How could I not like a restaurant that has always greeted me with piles of chilli? And is that a rhetorical question?
Zhang Mama in Beijing’s Dongcheng (‘East City’) area, close by the Yonghegong (Lama Temple) and Confucius Temple, is a well-known and rather highly regarded Sichuan restaurant. Time and again I have gone to eat there (by now, twice at their original, twice at their new location), time and again I have wondered why I keep coming back.
Thing is, the food is like at mom’s.
If your mom is from Sichuan, cooks well, and likes chilli and Sichuan pepper but doesn’t necessarily like you all that much. Like so many a Sichuan restaurant, they love to incense the palate with an assault of chilli, if not both chilli and Sichuan pepper.
They use it so liberally that it makes for a great reminder that you are alive – but it has also made for many an interesting encounter.
First time I went there, not only did I have some help from a nice couple with whom I shared the table, but I also saw the girls on the next table tuck into the same dish of Zhang Mama’s short-fry, and quickly stop eating and call for a bowl of rice, fanning away the ‘flames’.
Last time I went there, I shared the table with a young couple from Hunan… and he ate on for a bit, she pretty quickly decided that no, she just didn’t want to go on eating. It was that same short-fried meat again, plus what is probably the best-known of the dishes there, the boboji, a stock of (chicken?) soup into which one adds whatever additions, mainly vegetables and tofu, one has picked out to add. The stock is very ‘ma’ and rather ‘la’, numbing and hot, however, and combining that with a hot dish like the short-fry makes for a rather painful eating.
I should know.
More than once, I ordered two dishes/plates plus their little bowl of dandanmian, Dandan noodles.

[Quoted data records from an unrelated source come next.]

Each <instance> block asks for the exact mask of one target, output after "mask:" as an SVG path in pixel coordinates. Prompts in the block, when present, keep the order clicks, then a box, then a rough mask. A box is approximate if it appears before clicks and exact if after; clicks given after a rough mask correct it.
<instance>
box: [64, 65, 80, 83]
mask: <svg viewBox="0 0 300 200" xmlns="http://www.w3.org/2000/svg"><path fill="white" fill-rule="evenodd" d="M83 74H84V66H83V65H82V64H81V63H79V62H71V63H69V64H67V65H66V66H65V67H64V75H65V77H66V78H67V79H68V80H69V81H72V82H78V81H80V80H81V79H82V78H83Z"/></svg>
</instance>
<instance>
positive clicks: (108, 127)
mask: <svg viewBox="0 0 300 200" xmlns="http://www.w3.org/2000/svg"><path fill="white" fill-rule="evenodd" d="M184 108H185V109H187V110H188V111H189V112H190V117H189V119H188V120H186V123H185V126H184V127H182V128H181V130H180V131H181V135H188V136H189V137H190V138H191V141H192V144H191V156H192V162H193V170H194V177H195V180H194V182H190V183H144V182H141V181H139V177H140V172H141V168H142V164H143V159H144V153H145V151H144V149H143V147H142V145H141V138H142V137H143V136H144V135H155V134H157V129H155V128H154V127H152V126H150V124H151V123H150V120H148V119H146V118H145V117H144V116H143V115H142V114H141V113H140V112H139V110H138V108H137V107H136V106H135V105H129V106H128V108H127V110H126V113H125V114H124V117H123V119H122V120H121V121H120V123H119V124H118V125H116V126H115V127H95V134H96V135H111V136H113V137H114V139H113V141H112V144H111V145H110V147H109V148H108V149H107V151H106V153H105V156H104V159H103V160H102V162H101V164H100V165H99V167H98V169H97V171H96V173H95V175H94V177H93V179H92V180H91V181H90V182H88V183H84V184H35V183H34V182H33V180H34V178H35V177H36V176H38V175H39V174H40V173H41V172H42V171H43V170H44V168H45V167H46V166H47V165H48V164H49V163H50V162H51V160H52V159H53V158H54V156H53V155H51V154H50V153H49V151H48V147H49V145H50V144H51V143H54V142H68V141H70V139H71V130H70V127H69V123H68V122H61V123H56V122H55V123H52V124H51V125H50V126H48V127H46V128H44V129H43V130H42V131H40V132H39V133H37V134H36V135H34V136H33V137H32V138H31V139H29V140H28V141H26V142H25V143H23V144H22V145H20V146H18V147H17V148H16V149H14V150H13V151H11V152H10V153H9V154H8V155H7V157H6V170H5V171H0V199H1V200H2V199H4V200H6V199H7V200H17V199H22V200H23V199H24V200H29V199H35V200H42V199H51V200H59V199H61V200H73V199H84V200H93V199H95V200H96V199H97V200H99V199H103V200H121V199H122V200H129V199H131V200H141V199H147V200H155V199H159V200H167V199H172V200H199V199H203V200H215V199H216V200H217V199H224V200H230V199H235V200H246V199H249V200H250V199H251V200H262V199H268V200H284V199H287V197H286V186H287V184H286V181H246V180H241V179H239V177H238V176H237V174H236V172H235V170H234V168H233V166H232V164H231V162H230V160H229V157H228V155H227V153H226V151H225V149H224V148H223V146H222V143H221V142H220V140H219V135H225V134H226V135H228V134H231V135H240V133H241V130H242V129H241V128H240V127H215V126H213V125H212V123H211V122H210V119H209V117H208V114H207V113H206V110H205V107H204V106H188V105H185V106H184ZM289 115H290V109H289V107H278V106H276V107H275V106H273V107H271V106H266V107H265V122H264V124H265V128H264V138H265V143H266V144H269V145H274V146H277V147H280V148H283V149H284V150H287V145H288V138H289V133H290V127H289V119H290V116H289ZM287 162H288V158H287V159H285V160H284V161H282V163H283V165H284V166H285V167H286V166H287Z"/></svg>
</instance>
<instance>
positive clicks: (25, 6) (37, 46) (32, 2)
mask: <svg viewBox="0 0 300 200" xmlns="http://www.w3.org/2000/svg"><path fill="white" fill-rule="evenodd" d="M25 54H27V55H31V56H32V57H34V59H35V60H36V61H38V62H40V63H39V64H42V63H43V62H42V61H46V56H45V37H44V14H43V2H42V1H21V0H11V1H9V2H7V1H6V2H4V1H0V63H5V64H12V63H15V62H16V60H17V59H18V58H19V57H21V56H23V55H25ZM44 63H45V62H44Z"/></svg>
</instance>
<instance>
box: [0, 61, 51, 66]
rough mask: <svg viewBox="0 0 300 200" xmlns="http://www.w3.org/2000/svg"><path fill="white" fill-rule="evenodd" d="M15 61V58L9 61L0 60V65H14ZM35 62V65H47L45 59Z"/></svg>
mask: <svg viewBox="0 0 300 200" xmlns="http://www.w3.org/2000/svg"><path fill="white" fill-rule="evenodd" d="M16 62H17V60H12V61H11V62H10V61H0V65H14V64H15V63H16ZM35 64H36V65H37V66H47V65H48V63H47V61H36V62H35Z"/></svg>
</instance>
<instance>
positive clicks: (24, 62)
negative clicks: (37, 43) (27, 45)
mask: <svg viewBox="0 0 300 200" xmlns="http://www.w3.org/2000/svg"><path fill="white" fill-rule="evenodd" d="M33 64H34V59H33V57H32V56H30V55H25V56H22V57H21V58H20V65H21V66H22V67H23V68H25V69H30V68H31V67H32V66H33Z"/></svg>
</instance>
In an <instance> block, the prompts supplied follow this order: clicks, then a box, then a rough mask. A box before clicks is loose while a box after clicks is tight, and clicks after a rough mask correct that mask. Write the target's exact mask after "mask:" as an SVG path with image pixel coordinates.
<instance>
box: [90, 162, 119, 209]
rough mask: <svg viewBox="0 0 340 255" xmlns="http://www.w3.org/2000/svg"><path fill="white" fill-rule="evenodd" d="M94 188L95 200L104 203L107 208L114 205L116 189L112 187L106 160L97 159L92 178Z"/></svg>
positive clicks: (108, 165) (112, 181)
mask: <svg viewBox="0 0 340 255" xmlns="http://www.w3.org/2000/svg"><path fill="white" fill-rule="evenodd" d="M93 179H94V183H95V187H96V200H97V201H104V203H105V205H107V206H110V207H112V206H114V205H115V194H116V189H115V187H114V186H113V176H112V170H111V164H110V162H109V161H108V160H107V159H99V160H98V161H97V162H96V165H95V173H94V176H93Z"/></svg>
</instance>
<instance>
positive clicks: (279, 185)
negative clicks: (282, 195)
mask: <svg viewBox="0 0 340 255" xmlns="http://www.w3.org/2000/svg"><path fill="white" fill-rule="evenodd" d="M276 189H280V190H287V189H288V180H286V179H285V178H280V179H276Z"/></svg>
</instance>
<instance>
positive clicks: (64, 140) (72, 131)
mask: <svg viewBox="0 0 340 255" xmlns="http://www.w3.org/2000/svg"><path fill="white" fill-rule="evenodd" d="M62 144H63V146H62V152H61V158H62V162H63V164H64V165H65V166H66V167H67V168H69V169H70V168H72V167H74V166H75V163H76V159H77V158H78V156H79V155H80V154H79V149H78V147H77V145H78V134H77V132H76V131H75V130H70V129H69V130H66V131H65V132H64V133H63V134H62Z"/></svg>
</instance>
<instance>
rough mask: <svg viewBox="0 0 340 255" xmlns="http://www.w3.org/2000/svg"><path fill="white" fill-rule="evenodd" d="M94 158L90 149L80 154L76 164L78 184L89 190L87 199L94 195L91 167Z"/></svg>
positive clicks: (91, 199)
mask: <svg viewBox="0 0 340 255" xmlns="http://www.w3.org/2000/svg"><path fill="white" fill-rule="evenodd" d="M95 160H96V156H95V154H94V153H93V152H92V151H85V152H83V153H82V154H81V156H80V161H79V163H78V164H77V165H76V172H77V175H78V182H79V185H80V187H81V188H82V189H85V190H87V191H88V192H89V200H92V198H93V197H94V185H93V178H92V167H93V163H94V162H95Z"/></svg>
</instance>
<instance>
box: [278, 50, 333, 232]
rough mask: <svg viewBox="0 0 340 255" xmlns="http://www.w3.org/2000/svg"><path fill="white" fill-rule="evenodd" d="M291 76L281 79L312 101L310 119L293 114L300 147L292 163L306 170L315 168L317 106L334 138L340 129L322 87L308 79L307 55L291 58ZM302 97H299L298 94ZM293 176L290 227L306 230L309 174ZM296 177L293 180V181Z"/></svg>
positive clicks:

These thick and quite udon-like noodles are the delivery vehicle for a shock of ‘mala’ (numbing-hot) flavor oil. And here, that ‘soup’/’sauce’ (Chinese calls it ‘tang’ with the word for soup) is hidden at the bottom of the dish, so one needs to mix it up and over the noodles oneself, giving them quite a kick – but the further down one gets in the bowl, the more of that ‘tang’ is still delivered, and it just gets more pronounced whenever one eats from another dish, be that spicy or just the water among vegetables.
I love it, but I keep wondering if it isn’t a love that is a bit like the pleasure a ‘cutter’, a person who cuts him-/herself, gets from the pain they inflict on themselves.
The last time’s mapo doufu, which I just had to try and which they seemed to have all but forgotten (somehow, they took very long to get my order out of the kitchen that time), was telling for that. Not being able to mix it with anything anymore since the other dishes were already eaten, even with a (second) bowl of rice, it was such an assault on the senses that it wasn’t enjoyable anymore… and somehow nice, nonetheless.
My recommendation: Go there, at least once. Or whenever you’re feeling in a Johnny Cash (/Trent Reznor) state of mind, á “I hurt myself today… / to see if I still feel… / I focus on the pain… / the only thing that’s real…”
Much better to do that with chilli (and Sichuan pepper) than with drugs.
The older location in Fensiting Hutong seems rather more popular and has more of the atmosphere of a hutong restaurant. So, if you have to have that, go there.
The newer location about 10 minutes south the road (which starts as Andingmen Road but has become Jiaodaokou Road where the restaurant is, is more like other, standard Chinese eateries. In my opinion, though, the new location also tends to offer the greater chance of interesting insights into the kitchen (and of the chilli), gives an easier chance of getting a table, and even tends to have the better service.
The food is just as spicy here as there.